Wesley and Amy flee into a storage room where they inject themselves with the serum, but since the inoculation effect lasts for only one hour, they bring vials with them so they can remain human. They then gear up with protective clothing and weapons and leave the facility in a van. Wesley suggests heading to his home, which has more protection. However, their vehicle is caught in a crash with a bus, so they are forced to proceed on foot. They carefully navigate through the ruined streets overrun with werewolves. The serum's effect wears off and they flee from the werewolves into the tunnels. They head to a convenience store to cool down the serum before giving themselves another dose. They are caught in a crossfire between heavily armed survivors and werewolves. Surrounded by the werewolves, Amy attempts to distract them with a display of dominance. Wesley and Amy try to flee in a car, but Amy is dragged away by a werewolf, forcing Wesley to head home.

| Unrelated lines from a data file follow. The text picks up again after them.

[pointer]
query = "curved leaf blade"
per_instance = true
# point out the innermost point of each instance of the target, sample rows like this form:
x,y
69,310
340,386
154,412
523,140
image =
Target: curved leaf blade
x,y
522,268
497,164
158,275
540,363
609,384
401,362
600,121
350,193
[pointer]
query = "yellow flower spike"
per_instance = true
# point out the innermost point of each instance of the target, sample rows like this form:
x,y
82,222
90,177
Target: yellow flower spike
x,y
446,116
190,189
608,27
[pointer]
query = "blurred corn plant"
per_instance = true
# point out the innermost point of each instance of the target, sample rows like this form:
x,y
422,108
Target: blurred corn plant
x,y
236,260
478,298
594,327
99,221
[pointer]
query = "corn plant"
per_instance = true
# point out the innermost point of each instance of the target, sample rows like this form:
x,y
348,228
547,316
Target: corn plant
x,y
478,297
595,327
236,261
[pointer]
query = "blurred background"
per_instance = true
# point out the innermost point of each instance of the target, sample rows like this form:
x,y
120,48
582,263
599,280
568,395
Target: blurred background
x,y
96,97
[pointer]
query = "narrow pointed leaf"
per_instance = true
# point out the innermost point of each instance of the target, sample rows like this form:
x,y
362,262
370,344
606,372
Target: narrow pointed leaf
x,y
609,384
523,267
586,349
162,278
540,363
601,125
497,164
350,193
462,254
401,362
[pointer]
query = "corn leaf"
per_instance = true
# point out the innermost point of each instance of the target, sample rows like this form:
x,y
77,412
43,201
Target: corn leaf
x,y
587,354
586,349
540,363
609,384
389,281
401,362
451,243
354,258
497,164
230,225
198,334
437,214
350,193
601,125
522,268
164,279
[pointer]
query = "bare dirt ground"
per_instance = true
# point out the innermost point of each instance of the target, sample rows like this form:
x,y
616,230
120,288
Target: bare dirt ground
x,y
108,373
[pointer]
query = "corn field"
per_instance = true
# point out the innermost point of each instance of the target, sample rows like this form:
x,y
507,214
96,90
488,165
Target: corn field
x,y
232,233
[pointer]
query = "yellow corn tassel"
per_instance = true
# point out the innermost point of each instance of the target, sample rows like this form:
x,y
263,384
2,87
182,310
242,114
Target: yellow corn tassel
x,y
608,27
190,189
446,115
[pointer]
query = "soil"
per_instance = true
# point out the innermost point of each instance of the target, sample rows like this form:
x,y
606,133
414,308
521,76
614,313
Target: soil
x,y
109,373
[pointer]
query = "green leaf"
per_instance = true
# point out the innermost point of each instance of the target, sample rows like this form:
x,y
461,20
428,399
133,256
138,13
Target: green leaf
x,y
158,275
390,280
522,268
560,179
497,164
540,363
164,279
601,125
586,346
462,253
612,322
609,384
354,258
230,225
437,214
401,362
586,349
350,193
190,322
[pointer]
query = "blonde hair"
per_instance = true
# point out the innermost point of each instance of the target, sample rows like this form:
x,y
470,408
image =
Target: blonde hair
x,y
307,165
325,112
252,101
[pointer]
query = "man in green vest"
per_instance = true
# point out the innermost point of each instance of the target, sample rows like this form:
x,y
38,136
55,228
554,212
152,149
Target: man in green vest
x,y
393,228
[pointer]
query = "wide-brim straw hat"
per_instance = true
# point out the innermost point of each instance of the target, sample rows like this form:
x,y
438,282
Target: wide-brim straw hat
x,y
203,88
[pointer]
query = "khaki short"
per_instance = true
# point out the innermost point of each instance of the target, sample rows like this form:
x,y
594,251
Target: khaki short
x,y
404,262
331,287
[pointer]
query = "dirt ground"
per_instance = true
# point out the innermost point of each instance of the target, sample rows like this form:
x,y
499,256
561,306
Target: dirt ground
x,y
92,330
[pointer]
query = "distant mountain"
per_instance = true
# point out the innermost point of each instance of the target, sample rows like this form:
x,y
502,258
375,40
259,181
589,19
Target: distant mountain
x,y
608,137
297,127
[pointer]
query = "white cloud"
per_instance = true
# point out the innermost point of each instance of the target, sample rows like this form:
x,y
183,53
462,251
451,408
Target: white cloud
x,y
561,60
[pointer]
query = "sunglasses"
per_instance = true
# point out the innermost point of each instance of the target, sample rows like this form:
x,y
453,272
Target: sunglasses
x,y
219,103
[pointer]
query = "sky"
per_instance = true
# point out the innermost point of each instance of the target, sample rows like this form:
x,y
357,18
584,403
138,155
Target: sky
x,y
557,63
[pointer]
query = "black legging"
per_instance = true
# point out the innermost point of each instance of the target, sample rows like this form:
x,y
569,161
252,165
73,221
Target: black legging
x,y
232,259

Meanwhile, Lucy and Emma have bunkered down in their fortified home. A crazed veteran neighbor, Cody Walker, shoots at one of the werewolves outside, but his house is struck with debris, causing him to be exposed to the moon and transform into a werewolf. He attacks Reagan at her home, and she flees to the Marshalls, pleading with them to let her in, but he catches up and kills her. The noise attracts other nearby werewolves who attack the house, forcing Lucy to defend herself and Emma. Wesley arrives and kills the other werewolves before his serum wears off. As dawn approaches, Wesley exposes himself to the moon, transforms into a werewolf, and kills Cody. However, before he can attack Lucy and Emma, the sun rises, and Wesley transforms back into a human. He reunites with his family, knowing that the serum was a success.

==Cast==
- Frank Grillo as Wesley Marshall
- Katrina Law as Dr. Amy Chen
- Ilfenesh Hadera as Lucy Marshall
- James Michael Cummings as Cody Walker
- Lou Diamond Phillips as Dr. Aranda
- James Kyson as Miles Chen
- Kamdynn Gary as Emma Marshall
- Lydia Styslinger as Reagan
- Ian Whyte as Lead Wolf
- Dane DiLiegro as Wolf
- Ian Feuer as Wolf

==Production==
In June 2022, it was announced that a horror thriller film directed and co-produced by Steven C. Miller, originally titled Year 2, had begun principal photography in Puerto Rico, with Matthew Kennedy writing the screenplay. Frank Grillo, Katrina Law, Ilfenesh Hadera, James Michael Cummings, and Lou Diamond Phillips made up the main cast. In February 2024, the film had been retitled Werewolves and C. Miller announced the post-production was close to completion.

==Release==
Werewolves was released in the United States by Briarcliff Entertainment on December 6, 2024.

==Reception==
===Box office===
In Russia/CIS the film released on December 5, 2024, and earned $76,323, and in the United States the film released alongside Y2K and Pushpa 2: The Rule on December 6 and earned over $1,052,998 in 1,351 theaters on its Opening with a total gross of $1,867,399.

===Critical response===
 Metacritic, which uses a weighted average, assigned the film a score of 46 out of 100, based on five critics, indicating "mixed or average" reviews.

Collider praised the concept but ultimately felt that it "all leads to a final fight that should feel epic but ends up being more disappointment." Owen Gleiberman, writing for Variety, said "It’s not a good movie, but it’s a tight little time passer."